Tuesday, October 8, 2013

Government Shutdown vs. Health vs. Debt Ceiling


The present stalemate in Washington reflects how ridiculous it is for anyone to think that government can really “run’ health care.  Does the world’s economy really depend upon making the right decision regarding the American Health Care system, or how it will effect the American Debt Ceiling. How much grandstanding is taking place in D.C. ?  What is true?  That depends upon which side of the aisle you live in.

It may be a good thing that we have become more of a paperless society, because the sheer weight of what might have been printed regarding the affordable care act (not to speak of the law itself) would tip the spinning globe off it’s orbital axis.

The real issue now before us in regard to the Affordable Care Act is how to amend it and maintain it’s worthy, lofty and principled goal to provide good health care to all. No one can even define what ‘good health care’ means.  Let alone to fund it.

The law was passed, and Speaker Pelosi said we would not know what was in it until it passed.  So be it. Neither Pelosi, Obama, Reid, and others knew how this law could or would play out.

The beginning is not promising as we have seen with several delays and one of the principle components, the health benefit exchange portals being  broken and incomplete.  Despite input from credible business, and healthcare sources the reaction of the administration is both defensive, and arrogant.

The segment of the industry that seems to complain the least is the insurance companies, for they have gained the most, and lost the least. Even with the mandate that they must allocate 85% or more of their income to direct patient care, insurers have other means of restricting their cost and maintaining profitability hidden away in increased deductibles, and larger copays as well as raised premiums.The government claimed that health spending is out of control, and the only means to correct it is for them to ‘regulate’ it more.  The truth is that most of the increase in cost has been fueled by regulations in all areas of healthcare.

Haste does make waste and it is time to call a time-out and halt further mandate deadlines.  During this period an assessment needs to be made in regard to repairing what is already in place.
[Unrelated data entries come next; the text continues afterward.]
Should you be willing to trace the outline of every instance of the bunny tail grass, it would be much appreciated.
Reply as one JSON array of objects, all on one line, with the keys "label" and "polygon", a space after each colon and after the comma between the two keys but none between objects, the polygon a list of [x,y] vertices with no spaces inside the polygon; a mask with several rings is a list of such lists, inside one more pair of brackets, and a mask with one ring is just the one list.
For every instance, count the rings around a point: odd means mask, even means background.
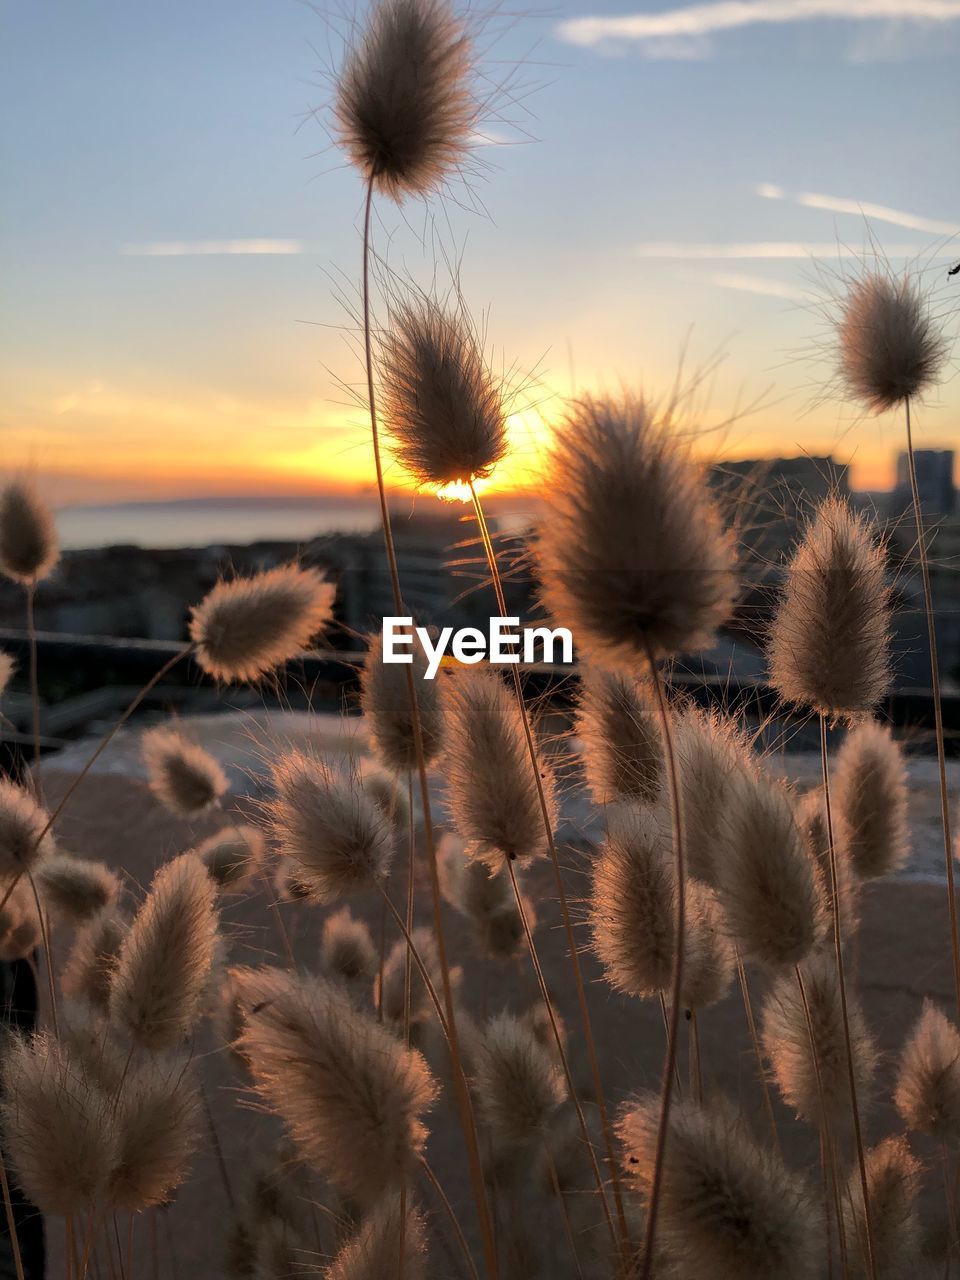
[{"label": "bunny tail grass", "polygon": [[[490,537],[490,530],[489,530],[489,527],[487,526],[487,520],[483,512],[483,506],[481,505],[480,497],[477,493],[476,486],[474,485],[472,480],[470,481],[470,496],[473,500],[473,509],[477,518],[477,527],[480,530],[480,537],[483,542],[483,549],[486,555],[487,565],[490,569],[490,577],[493,582],[494,592],[496,594],[497,607],[500,610],[501,616],[505,617],[507,616],[507,604],[506,604],[506,599],[503,592],[503,581],[500,577],[500,566],[497,562],[497,553],[493,546],[493,539]],[[597,1103],[597,1110],[600,1113],[601,1127],[603,1129],[603,1140],[604,1140],[604,1145],[606,1146],[606,1153],[607,1153],[607,1166],[610,1171],[610,1182],[613,1188],[613,1196],[614,1196],[614,1201],[615,1201],[616,1210],[617,1210],[617,1222],[618,1222],[618,1227],[620,1232],[620,1242],[623,1249],[627,1250],[629,1248],[630,1235],[627,1229],[626,1213],[623,1207],[623,1193],[620,1187],[620,1177],[617,1169],[617,1159],[616,1159],[616,1153],[613,1145],[613,1130],[610,1126],[610,1117],[607,1113],[607,1104],[606,1104],[606,1099],[603,1091],[603,1078],[600,1075],[600,1061],[597,1056],[596,1041],[593,1035],[593,1025],[592,1025],[592,1020],[590,1018],[590,1006],[587,1003],[587,993],[586,993],[586,987],[584,986],[584,981],[583,981],[583,971],[580,965],[580,956],[579,956],[578,947],[577,947],[577,940],[573,932],[573,920],[570,915],[570,906],[567,901],[566,887],[563,883],[563,873],[560,870],[560,857],[557,853],[557,843],[556,843],[556,840],[554,839],[554,834],[553,834],[553,818],[551,814],[550,803],[548,801],[547,793],[543,785],[543,778],[541,776],[541,770],[540,770],[539,753],[537,751],[537,745],[533,739],[533,731],[530,727],[530,717],[527,714],[527,706],[523,697],[523,686],[520,683],[520,671],[519,671],[518,664],[517,663],[511,664],[510,671],[513,676],[513,690],[514,690],[514,695],[516,697],[516,702],[517,702],[517,711],[519,713],[521,724],[523,727],[523,735],[524,735],[524,740],[526,742],[527,755],[529,756],[529,759],[530,759],[530,769],[533,775],[534,785],[536,786],[536,789],[537,789],[537,802],[540,808],[541,817],[543,819],[544,836],[546,837],[546,841],[547,841],[547,848],[550,854],[550,862],[553,865],[553,876],[554,876],[554,882],[556,883],[556,886],[557,886],[557,898],[560,903],[560,914],[563,918],[563,929],[564,929],[564,934],[566,936],[567,953],[570,957],[570,966],[573,970],[574,985],[577,991],[577,1003],[580,1006],[580,1019],[583,1025],[584,1042],[587,1047],[587,1057],[590,1063],[590,1074],[592,1078],[593,1092],[594,1092],[594,1097]],[[519,886],[517,885],[516,874],[514,872],[512,862],[509,859],[507,859],[506,862],[507,862],[507,868],[510,872],[511,882],[513,884],[514,896],[517,899],[517,909],[520,912],[521,919],[524,922],[524,933],[527,936],[527,944],[530,949],[531,959],[534,962],[534,968],[538,970],[538,979],[540,980],[540,983],[541,983],[541,993],[543,994],[544,1002],[547,1005],[547,1009],[550,1014],[551,1024],[553,1026],[554,1035],[557,1041],[557,1048],[560,1052],[561,1060],[563,1061],[563,1064],[567,1071],[567,1076],[569,1079],[569,1068],[567,1068],[566,1066],[566,1055],[563,1047],[562,1038],[560,1036],[560,1033],[557,1027],[556,1016],[550,1002],[549,994],[546,989],[546,984],[542,981],[542,975],[539,973],[539,961],[537,959],[536,951],[533,945],[533,935],[530,932],[529,924],[526,919],[523,900],[520,894]],[[680,896],[682,896],[682,890],[681,890]],[[586,1122],[583,1119],[583,1111],[580,1106],[579,1099],[576,1096],[576,1092],[573,1089],[572,1084],[571,1084],[570,1092],[571,1092],[571,1098],[577,1108],[577,1118],[581,1124],[581,1128],[584,1130],[584,1137],[585,1139],[587,1139],[586,1127],[585,1127]],[[593,1147],[590,1144],[589,1139],[587,1139],[587,1145],[590,1150],[591,1157],[593,1157]],[[595,1157],[593,1158],[595,1161]],[[612,1220],[609,1219],[610,1211],[607,1206],[607,1198],[603,1189],[602,1178],[600,1176],[599,1168],[595,1168],[595,1172],[597,1175],[598,1186],[600,1189],[600,1199],[604,1208],[604,1213],[607,1216],[608,1221],[610,1221],[611,1233],[614,1234],[614,1236],[616,1236],[616,1233],[613,1228]]]}]

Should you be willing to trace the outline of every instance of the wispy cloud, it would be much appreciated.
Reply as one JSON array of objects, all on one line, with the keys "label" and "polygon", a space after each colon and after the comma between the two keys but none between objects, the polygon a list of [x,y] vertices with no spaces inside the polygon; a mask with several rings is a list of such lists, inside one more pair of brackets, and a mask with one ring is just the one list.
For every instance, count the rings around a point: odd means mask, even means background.
[{"label": "wispy cloud", "polygon": [[[705,244],[694,241],[686,243],[682,240],[645,240],[633,246],[632,252],[638,258],[679,258],[696,261],[729,260],[729,259],[769,259],[787,261],[797,258],[862,258],[863,249],[857,249],[838,243],[835,240],[824,240],[820,243],[806,243],[800,240],[747,240]],[[929,249],[916,244],[884,245],[884,256],[887,258],[917,258],[928,254]],[[955,250],[944,249],[932,256],[949,257]]]},{"label": "wispy cloud", "polygon": [[130,258],[191,258],[223,254],[302,253],[299,240],[152,240],[125,244],[120,250]]},{"label": "wispy cloud", "polygon": [[745,275],[739,271],[714,271],[708,277],[718,289],[736,289],[739,293],[756,293],[764,298],[785,298],[791,302],[806,298],[802,289],[785,280],[766,280],[763,276]]},{"label": "wispy cloud", "polygon": [[717,0],[714,4],[685,5],[659,13],[570,18],[558,25],[557,35],[570,44],[590,47],[609,40],[643,43],[697,38],[738,27],[824,18],[851,22],[956,22],[960,21],[960,0]]},{"label": "wispy cloud", "polygon": [[890,222],[895,227],[909,231],[926,231],[933,236],[960,235],[960,222],[942,222],[939,218],[925,218],[903,209],[891,209],[885,204],[871,204],[868,200],[851,200],[845,196],[827,196],[817,191],[801,191],[790,195],[783,187],[772,182],[760,182],[754,188],[765,200],[793,200],[807,209],[824,209],[828,213],[852,213],[859,218],[875,222]]}]

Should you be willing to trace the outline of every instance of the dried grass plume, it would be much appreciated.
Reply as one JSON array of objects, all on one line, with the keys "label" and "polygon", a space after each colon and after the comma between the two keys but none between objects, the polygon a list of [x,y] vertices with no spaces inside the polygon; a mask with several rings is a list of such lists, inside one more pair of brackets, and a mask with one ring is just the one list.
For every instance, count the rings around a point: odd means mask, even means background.
[{"label": "dried grass plume", "polygon": [[833,770],[837,850],[861,880],[889,875],[910,854],[907,770],[892,733],[865,721],[844,739]]},{"label": "dried grass plume", "polygon": [[60,558],[53,513],[33,485],[0,490],[0,573],[25,586],[46,578]]},{"label": "dried grass plume", "polygon": [[904,1045],[894,1101],[908,1129],[960,1139],[960,1034],[930,1000]]}]

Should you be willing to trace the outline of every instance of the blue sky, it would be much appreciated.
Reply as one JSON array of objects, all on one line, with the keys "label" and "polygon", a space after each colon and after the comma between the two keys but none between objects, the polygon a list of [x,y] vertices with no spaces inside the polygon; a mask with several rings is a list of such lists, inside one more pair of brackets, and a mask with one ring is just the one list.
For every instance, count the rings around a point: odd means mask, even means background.
[{"label": "blue sky", "polygon": [[[360,372],[342,295],[361,192],[304,118],[329,100],[345,11],[0,13],[0,469],[63,501],[368,479],[339,386]],[[882,484],[899,424],[819,400],[811,247],[849,268],[838,247],[868,222],[919,256],[956,327],[960,0],[562,0],[486,18],[482,42],[522,102],[501,95],[472,192],[382,204],[376,235],[421,282],[459,262],[493,358],[535,371],[507,478],[535,476],[573,386],[663,391],[685,348],[689,369],[722,356],[698,421],[751,410],[711,448],[832,449]],[[960,445],[958,382],[922,411],[925,441]]]}]

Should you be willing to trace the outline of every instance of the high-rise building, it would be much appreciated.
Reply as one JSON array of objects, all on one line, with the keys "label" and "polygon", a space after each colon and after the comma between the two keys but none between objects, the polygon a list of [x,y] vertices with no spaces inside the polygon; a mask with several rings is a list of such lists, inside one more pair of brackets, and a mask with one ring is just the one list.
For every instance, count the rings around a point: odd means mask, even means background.
[{"label": "high-rise building", "polygon": [[[952,449],[915,449],[917,490],[924,515],[953,515],[957,490],[953,483]],[[893,491],[893,515],[911,506],[910,469],[906,453],[897,458],[897,486]]]}]

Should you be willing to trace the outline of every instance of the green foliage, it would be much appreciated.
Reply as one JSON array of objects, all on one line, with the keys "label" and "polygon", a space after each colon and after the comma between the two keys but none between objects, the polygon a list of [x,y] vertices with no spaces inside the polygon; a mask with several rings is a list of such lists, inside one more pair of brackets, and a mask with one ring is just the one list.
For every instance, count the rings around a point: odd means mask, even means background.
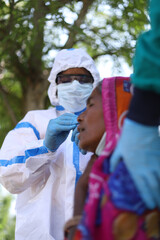
[{"label": "green foliage", "polygon": [[93,4],[84,31],[85,43],[94,58],[107,54],[117,61],[122,56],[131,65],[137,37],[149,23],[146,1],[138,2],[106,0]]},{"label": "green foliage", "polygon": [[[1,0],[0,144],[31,109],[48,107],[48,74],[56,51],[84,47],[131,65],[148,24],[146,0]],[[32,97],[31,97],[32,96]]]},{"label": "green foliage", "polygon": [[15,216],[10,215],[11,196],[0,195],[0,239],[14,240]]}]

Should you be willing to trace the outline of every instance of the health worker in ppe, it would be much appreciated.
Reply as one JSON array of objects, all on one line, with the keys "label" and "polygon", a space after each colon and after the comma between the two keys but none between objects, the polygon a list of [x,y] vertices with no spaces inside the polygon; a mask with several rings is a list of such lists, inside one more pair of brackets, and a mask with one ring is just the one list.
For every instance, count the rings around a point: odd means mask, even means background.
[{"label": "health worker in ppe", "polygon": [[63,239],[76,181],[91,156],[71,141],[71,130],[99,81],[93,59],[83,49],[61,50],[48,80],[55,107],[28,112],[0,150],[0,182],[17,194],[15,240]]}]

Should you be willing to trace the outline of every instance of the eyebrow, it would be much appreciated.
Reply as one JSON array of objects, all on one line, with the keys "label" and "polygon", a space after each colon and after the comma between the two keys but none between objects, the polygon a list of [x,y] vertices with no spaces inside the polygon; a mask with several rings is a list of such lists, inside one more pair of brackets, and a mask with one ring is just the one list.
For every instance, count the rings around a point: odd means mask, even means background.
[{"label": "eyebrow", "polygon": [[93,97],[90,96],[90,97],[87,99],[86,104],[88,105],[92,99],[93,99]]}]

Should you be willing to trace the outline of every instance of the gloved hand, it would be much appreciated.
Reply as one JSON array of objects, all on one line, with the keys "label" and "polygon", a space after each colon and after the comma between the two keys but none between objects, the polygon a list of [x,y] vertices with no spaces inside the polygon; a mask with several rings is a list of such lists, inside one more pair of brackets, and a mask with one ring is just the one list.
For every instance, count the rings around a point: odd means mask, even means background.
[{"label": "gloved hand", "polygon": [[[78,146],[78,148],[79,148],[78,135],[79,135],[79,132],[78,132],[77,127],[76,127],[76,128],[73,130],[72,137],[71,137],[71,141],[72,141],[72,142],[75,142],[75,144],[76,144],[76,145]],[[85,155],[85,154],[87,153],[86,150],[83,150],[83,149],[81,149],[81,148],[79,148],[79,151],[80,151],[83,155]]]},{"label": "gloved hand", "polygon": [[77,122],[77,116],[72,113],[65,113],[58,118],[49,121],[44,145],[55,152],[58,147],[66,140],[71,129],[74,129]]},{"label": "gloved hand", "polygon": [[111,171],[118,162],[126,164],[149,209],[160,208],[160,136],[158,127],[125,119],[122,135],[111,157]]}]

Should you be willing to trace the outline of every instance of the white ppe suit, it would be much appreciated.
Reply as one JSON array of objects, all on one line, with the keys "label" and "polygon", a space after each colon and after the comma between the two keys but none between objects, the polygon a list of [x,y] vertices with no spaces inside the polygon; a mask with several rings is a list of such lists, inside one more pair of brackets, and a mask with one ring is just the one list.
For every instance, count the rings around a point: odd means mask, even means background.
[{"label": "white ppe suit", "polygon": [[[92,58],[82,49],[62,50],[55,58],[49,81],[49,98],[57,105],[55,79],[59,72],[84,67],[99,81]],[[71,217],[75,182],[91,153],[82,155],[71,134],[55,152],[44,145],[50,119],[65,110],[53,107],[30,111],[10,131],[0,150],[0,183],[16,202],[16,240],[62,240],[63,226]]]}]

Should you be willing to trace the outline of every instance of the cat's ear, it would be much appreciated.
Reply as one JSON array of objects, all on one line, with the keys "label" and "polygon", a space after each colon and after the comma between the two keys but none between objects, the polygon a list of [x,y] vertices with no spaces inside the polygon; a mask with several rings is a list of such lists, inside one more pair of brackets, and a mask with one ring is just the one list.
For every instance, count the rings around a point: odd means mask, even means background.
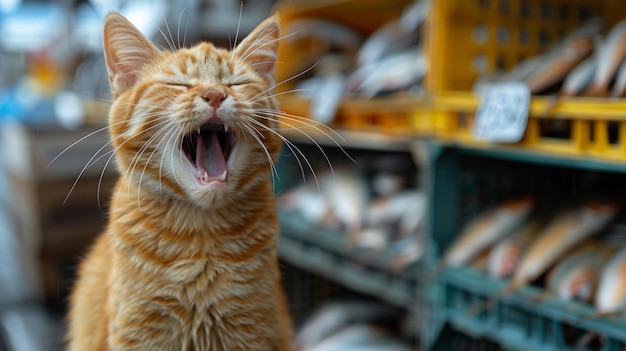
[{"label": "cat's ear", "polygon": [[274,81],[279,31],[278,15],[274,15],[259,24],[234,52],[235,56],[269,82]]},{"label": "cat's ear", "polygon": [[137,27],[117,13],[104,19],[103,44],[113,97],[132,87],[143,67],[159,54]]}]

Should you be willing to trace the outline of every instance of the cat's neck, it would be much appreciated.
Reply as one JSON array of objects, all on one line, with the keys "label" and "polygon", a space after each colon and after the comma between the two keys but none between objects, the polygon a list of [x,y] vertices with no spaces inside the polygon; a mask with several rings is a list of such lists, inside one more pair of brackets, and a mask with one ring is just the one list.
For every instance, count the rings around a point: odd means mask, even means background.
[{"label": "cat's neck", "polygon": [[[232,231],[248,223],[259,213],[273,213],[276,202],[269,181],[260,182],[245,193],[232,197],[226,204],[203,208],[191,201],[167,194],[138,189],[124,179],[120,180],[113,196],[113,220],[135,213],[135,220],[158,221],[163,229],[172,233],[219,233]],[[138,216],[137,216],[138,214]]]}]

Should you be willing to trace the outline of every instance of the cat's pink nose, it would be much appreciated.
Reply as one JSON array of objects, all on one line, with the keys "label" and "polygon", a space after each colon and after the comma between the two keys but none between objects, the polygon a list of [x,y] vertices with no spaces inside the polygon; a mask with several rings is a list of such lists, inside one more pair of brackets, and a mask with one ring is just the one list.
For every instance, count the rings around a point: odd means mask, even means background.
[{"label": "cat's pink nose", "polygon": [[215,109],[219,108],[222,101],[226,100],[226,93],[217,88],[207,88],[200,96]]}]

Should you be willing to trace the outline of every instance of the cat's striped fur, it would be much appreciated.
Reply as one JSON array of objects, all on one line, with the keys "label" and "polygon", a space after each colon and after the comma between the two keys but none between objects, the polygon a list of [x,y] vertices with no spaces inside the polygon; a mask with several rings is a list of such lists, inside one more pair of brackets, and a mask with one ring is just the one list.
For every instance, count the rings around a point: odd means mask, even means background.
[{"label": "cat's striped fur", "polygon": [[105,19],[121,177],[71,296],[70,351],[288,349],[270,180],[278,29],[272,17],[232,51],[172,51]]}]

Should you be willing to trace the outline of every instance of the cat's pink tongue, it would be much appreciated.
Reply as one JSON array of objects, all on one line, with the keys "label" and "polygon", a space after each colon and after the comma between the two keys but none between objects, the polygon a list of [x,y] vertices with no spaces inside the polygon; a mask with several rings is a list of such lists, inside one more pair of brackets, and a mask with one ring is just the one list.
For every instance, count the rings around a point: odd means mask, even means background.
[{"label": "cat's pink tongue", "polygon": [[196,176],[201,183],[223,182],[228,171],[220,141],[216,133],[210,133],[207,139],[205,145],[202,135],[196,135]]}]

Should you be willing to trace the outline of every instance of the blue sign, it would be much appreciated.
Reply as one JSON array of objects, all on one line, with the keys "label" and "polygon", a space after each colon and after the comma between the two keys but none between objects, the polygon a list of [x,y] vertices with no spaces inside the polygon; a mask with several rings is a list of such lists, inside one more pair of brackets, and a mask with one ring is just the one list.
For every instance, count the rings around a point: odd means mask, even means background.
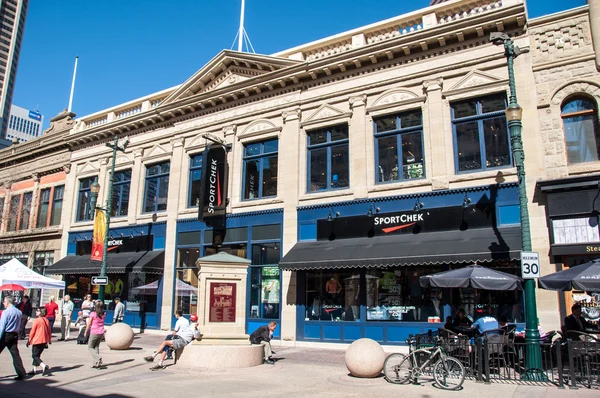
[{"label": "blue sign", "polygon": [[42,115],[36,111],[29,111],[29,118],[34,120],[42,120]]}]

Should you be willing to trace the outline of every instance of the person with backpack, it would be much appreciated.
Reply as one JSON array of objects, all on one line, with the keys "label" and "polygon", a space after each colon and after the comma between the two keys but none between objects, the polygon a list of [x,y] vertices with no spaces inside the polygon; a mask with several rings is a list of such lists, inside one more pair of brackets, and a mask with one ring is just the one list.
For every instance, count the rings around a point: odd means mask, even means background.
[{"label": "person with backpack", "polygon": [[165,369],[166,366],[163,364],[167,353],[165,347],[171,348],[174,352],[182,350],[186,345],[190,344],[194,339],[200,339],[201,334],[198,329],[198,315],[190,316],[190,324],[183,326],[178,332],[175,333],[172,340],[165,340],[162,342],[158,350],[154,351],[152,355],[144,357],[146,362],[154,362],[154,358],[160,355],[160,360],[157,365],[154,365],[150,370],[161,370]]},{"label": "person with backpack", "polygon": [[271,339],[273,338],[273,333],[276,328],[277,322],[271,321],[268,325],[259,327],[250,335],[251,344],[260,344],[263,346],[265,352],[264,363],[268,365],[273,365],[275,363],[272,357],[275,352],[271,349]]},{"label": "person with backpack", "polygon": [[27,375],[33,376],[37,372],[37,367],[42,368],[42,376],[50,375],[50,368],[42,362],[41,355],[48,344],[52,344],[52,333],[50,332],[50,321],[46,318],[46,307],[40,307],[35,310],[37,318],[33,320],[31,330],[29,331],[29,339],[25,344],[31,346],[31,357],[33,358],[33,370]]},{"label": "person with backpack", "polygon": [[87,320],[87,326],[85,327],[85,335],[89,332],[88,349],[94,364],[92,368],[99,369],[102,367],[102,358],[100,357],[100,342],[104,337],[104,319],[106,319],[106,312],[104,312],[104,303],[96,301],[96,308],[90,313]]}]

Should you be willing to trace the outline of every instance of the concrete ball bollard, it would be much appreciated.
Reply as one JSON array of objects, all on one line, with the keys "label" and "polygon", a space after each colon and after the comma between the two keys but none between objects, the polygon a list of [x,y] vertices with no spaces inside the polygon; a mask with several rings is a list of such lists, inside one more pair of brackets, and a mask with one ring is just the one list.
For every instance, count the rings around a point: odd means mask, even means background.
[{"label": "concrete ball bollard", "polygon": [[106,329],[104,341],[111,350],[126,350],[133,344],[133,330],[126,323],[114,323]]},{"label": "concrete ball bollard", "polygon": [[345,360],[352,376],[372,378],[381,374],[385,352],[375,340],[358,339],[346,350]]}]

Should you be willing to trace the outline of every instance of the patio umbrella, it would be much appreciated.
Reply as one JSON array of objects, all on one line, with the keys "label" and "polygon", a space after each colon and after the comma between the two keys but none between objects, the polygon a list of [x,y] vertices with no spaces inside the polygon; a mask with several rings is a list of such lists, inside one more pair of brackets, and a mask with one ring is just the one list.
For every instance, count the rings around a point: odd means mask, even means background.
[{"label": "patio umbrella", "polygon": [[538,286],[546,290],[586,290],[600,292],[600,260],[593,260],[538,278]]},{"label": "patio umbrella", "polygon": [[422,287],[472,287],[484,290],[521,290],[521,278],[477,264],[419,278]]},{"label": "patio umbrella", "polygon": [[4,291],[4,290],[25,291],[25,288],[21,285],[17,285],[16,283],[7,283],[6,285],[0,286],[0,291]]}]

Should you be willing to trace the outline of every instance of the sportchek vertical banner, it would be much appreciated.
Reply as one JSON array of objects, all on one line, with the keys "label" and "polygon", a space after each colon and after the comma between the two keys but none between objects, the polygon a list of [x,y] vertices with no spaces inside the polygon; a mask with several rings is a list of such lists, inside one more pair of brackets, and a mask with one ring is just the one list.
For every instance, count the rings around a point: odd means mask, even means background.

The real uncertainties of the Affordable Care Act, in addition to the funding impact, now include whether it will be fully implemented at all.  The final word is not yet out. (this despite Democrats clearly pointing out it is the law of the land).Clearly there are many Americans, democratic and republican opposed to it’s present form. Any law popular or not must face the test of logic, and rational thought. Pipe dreams do not fit in this category.

Do we need to sacrifice 40 million people to be without health care? Certainly not, while a means can be had to insure almost all Americans with a sound business model.

The current form of Obama care is fraught with chaos, and an attempt to manage, manipulate and coerce different health segments with economic sanctions and reward. The problem is that a sanction to one segment is a reward to another, and rewards to one segment may be a sanction to another.  Each segment may have competing interests.  The result of this Gordian knot is the unpredictability of what secondary effects will occur, as has been shown during the run up to the employer and the individual mandates, and it’s effect on employment by small businesses.

The verbal assurances by the Obama administration of lowered insurance premiums are in doubt as real figures begin to emerge.  There is great fluctuation in premium estimates on a state wide basis. This seems to fly in the face of a National Health Care System.

While many of the previously uninsured will receive an “insurance card” there is real expert opinion that it may not be worth the paper it is printed on.  Like many patients with Media-Cal’s blue and white “BIC” for many it will be worthless or even worse, a liability.  Many providers will not deal with programs that require inordinate bureaucratic burden for inadequate reimbursement.

In a recent non scientific sidewalk study by FOXNEWS there were many who thought Obama care was not the same as the Affordable Care Act.  Some even thought that Obama care was better than the Affordable Care Act.

1 comment:

Sid Schwab said...

Well, other than "running" Medicare, and the fact that the ACA really isn't "running" health care, I agree with your premise.

I just wish it weren't being used as an excuse to burn down the house; or, as others have called it, effectively seceding from the Union, or petulant nullification using threat of worldwide devastation.

And, of course, it's anything but a "national health care system." It's a sop to private insurers, originally designed by conservatives as an alternative to single payer. Which explains a lot. Sigh.

What I can't figure out is why multibillionaires like the Koch brothers are willing to spend so much money on ads and on buying politicians to prevent its success? In what way is it a threat to their vast wealth? I can only figure they worry that it'll actually work, in which case people will reward Ds in future elections, and the Koch paradise of zero regulations, allowing them to exploit the environment, workers, etc, will become impossible. Honestly, I can't figure anything else to explain it.